A deeper understanding of a distribution support, being able to determine regions of a certain (possibly high) probability content is an important task in several research fields. Package *HDiR* for R is designed for exact computation of directional (circular and spherical) highest density regions and density level sets when the density is fully known. Otherwise, *HDiR* implements nonparametric plug-in methods based on different kernel density estimates for reconstructing this kind of sets. Additionally, it also allows the computation and plug-in estimation of level sets for general functions (not necessarily a density). Some exploratory tools, such as suitably adapted distances and scatterplots, are also implemented.

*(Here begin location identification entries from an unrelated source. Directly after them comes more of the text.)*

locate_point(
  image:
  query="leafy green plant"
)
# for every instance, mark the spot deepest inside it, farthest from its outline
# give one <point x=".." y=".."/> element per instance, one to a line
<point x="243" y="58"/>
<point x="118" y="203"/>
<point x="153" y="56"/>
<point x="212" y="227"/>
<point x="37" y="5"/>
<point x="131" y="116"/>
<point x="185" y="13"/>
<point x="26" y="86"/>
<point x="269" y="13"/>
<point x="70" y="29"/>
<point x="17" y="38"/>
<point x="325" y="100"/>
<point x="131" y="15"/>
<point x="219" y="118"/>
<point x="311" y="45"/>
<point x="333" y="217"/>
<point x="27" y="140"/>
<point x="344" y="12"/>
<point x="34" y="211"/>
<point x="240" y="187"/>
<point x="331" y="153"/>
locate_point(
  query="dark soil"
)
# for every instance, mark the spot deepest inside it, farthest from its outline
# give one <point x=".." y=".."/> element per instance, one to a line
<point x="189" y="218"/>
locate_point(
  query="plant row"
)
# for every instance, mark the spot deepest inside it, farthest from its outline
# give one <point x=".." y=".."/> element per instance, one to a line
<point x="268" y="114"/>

Two original datasets and spherical density models are used for illustrating *HDiR* functionalities.

When analyzing a data distribution, it is often the case that for a deeper understanding of the modelling problem, it is interesting to determine regions on the density support exceeding a certain threshold on the density function values. These regions are known as density level sets and, if the density is unknown, such a task can be accomplished from a set estimation perspective. Set estimation deals with the problem of reconstructing a set (or estimating any of its features such as its boundary or its volume) from a random sample of points intimately related to it. Since (Hartigan 1975) establishes the notion of clusters as connected components of a density level set, the reconstruction of this particular type of sets has been widely considered in the literature (mainly for densities supported on an Euclidean space). There are only very few contributions where density level set theory has been extended to more general domains such as the unit sphere or manifolds. (Cuevas et al. 2006) consider the estimation of level sets for general functions (not necessarily a density) such as regression curves, providing some consistency theoretical results and showing a density level set on the sphere for illustration. More recently, the reconstruction of density level sets on manifolds is studied in (Cholaquidis et al. 2022), who also presents some simulations illustrating the performance of their approach on the torus and on the sphere.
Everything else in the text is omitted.